The positive effect that hospitalists had on quality and efficiency in the hospital system dovetailed with the emerging realities of managed care, which emphasizes coordination and efficiency as a means to contain overall cost. As such, the number of hospitalists grew from less than 1,000 in the 1990s to more than 30,000 nationwide – with a presence in more than half of all hospitals – by the end of the 2000s. The Bureau of Labor Statistics estimates this sector to grow by 15 percent during the next decade.

With the explosive increase in the number of hospitalists in practice, there has to be a correlating increase in the number of medical professional liability claims against the specialty. Because the hospitalist phenomenon is relatively new, there has been little data available on how the specialty’s medical liability claims benchmark against other specialists and general internists.

Medical professional liability insurer The Doctors Company (TDC) – the nation’s largest physician-owned insurer of physician medical liability – recently analyzed the claims data of its insured hospitalists to publish its “Hospitalist Closed Claim Study: An Expert Analysis of Medical Malpractice Allegations.” The study analyzed 464 claims against hospitalists insured by TDC between 2007 and 2014. More than 2,100 hospitalists were insured by TDC during this period.

According to the TDC study, 78 percent of all claims against hospitalists fell into one of the three allegations: failure to, delay in or wrong diagnosis accounted for 36 percent of all claims against hospitalists; improper management of treatment accounted for 31 percent of all claims against hospitalists; and medication-related error accounted for 11 percent of claims against hospitalists.

Authors of the TDC hospitalist study drilled down on the factors contributing to patient harm, and the most common factors underlying a claim against a hospitalist included: patient assessment issues contributed to patient injury in 35 percent of cases; communication among providers contributed to patient injury in 23 percent of claims; selection and management of therapy contributed to patient injury in 16 percent of claims; communication between patient or family and provider contributed to patient injury in 12 percent of claims; failure to obtain a consult or referral contributed to patient injury in 12 percent of claims; and patient noncompliance factors contributed to patient injury in 12 percent of claims.

Due to the nature of their role in the healthcare delivery system, hospitalists treat patients with a higher acuity and greater complexity without the benefit of an established patient-physician relationship. This bore out when benchmarking hospitalist patient injury severity against all other physician specialties. According to the TDC hospitalist study, 72 percent of claims against hospitalists fell within the high-severity (permanent significant, permanent major, permanent grave or death) range of injury, while only 34 percent of claims against all physicians fell within the high-severity range.
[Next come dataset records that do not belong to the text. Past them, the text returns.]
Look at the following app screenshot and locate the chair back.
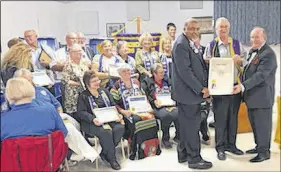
[1,131,68,171]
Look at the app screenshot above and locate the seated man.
[24,29,56,94]
[141,63,180,148]
[1,78,67,141]
[76,32,95,61]
[15,69,98,162]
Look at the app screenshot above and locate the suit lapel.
[243,44,268,78]
[183,34,205,67]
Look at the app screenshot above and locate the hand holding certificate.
[93,106,120,123]
[208,58,234,95]
[32,70,54,86]
[128,96,152,113]
[156,93,176,106]
[108,64,120,78]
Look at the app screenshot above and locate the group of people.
[1,17,277,170]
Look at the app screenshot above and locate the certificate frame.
[128,95,152,113]
[108,64,120,78]
[93,106,119,123]
[208,57,234,95]
[155,93,176,106]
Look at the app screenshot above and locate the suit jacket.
[242,44,277,108]
[83,46,95,61]
[172,34,208,104]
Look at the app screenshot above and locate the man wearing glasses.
[76,32,95,61]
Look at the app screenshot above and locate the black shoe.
[246,148,258,154]
[100,153,108,163]
[225,148,244,155]
[209,122,216,128]
[173,137,180,144]
[217,151,226,161]
[188,159,213,170]
[162,140,172,149]
[110,161,121,170]
[202,135,210,142]
[250,153,270,162]
[177,151,187,163]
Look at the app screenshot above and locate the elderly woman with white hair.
[92,40,123,88]
[62,43,89,121]
[135,32,160,81]
[117,41,138,76]
[110,63,161,160]
[1,78,67,141]
[15,69,98,162]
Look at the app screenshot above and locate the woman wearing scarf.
[77,71,125,170]
[135,32,160,81]
[110,64,161,160]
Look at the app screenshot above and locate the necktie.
[247,49,258,61]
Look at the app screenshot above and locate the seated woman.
[117,41,139,78]
[92,40,122,88]
[61,43,89,122]
[142,63,180,148]
[77,71,125,170]
[1,42,34,85]
[15,69,98,162]
[135,32,160,81]
[159,36,172,78]
[110,64,161,160]
[1,78,67,141]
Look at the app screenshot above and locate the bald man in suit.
[233,27,277,162]
[172,18,212,169]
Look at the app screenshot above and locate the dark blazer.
[172,34,208,104]
[141,76,171,109]
[242,44,277,108]
[83,46,95,61]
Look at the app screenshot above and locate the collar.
[10,102,33,110]
[258,41,266,50]
[218,37,232,45]
[153,77,163,88]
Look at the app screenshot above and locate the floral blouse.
[62,59,89,113]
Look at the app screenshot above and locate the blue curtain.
[214,0,281,44]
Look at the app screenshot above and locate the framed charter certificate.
[128,96,152,113]
[156,93,176,106]
[32,70,54,86]
[93,106,119,123]
[108,64,120,78]
[208,57,234,95]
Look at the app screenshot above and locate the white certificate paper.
[156,94,176,106]
[128,96,152,113]
[208,57,234,95]
[93,106,119,123]
[108,64,120,78]
[32,71,54,86]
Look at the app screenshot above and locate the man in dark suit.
[172,18,212,169]
[233,27,277,162]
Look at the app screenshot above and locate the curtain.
[214,0,281,44]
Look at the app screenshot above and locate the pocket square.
[251,57,259,65]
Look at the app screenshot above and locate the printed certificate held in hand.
[208,57,234,95]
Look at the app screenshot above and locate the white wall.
[1,1,66,51]
[67,1,214,44]
[1,1,213,51]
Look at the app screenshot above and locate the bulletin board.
[76,11,99,35]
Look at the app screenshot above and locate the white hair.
[117,63,131,75]
[14,68,32,77]
[216,17,230,28]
Upon reviewing the claims against hospitalists, TDC created a list of risk mitigation strategies that can help hospitalists avoid the issues outlined in its study. These include building a rapport with nursing staff so that they are more likely turn to the hospitalist should any questions arise, provide advanced warning to the next shift’s hospitalist team for patients who have confusing presentations or deteriorating conditions, review all documentation to be aware of all consultation reports and any subtle changes in the patient’s condition that nurses have noted, among others.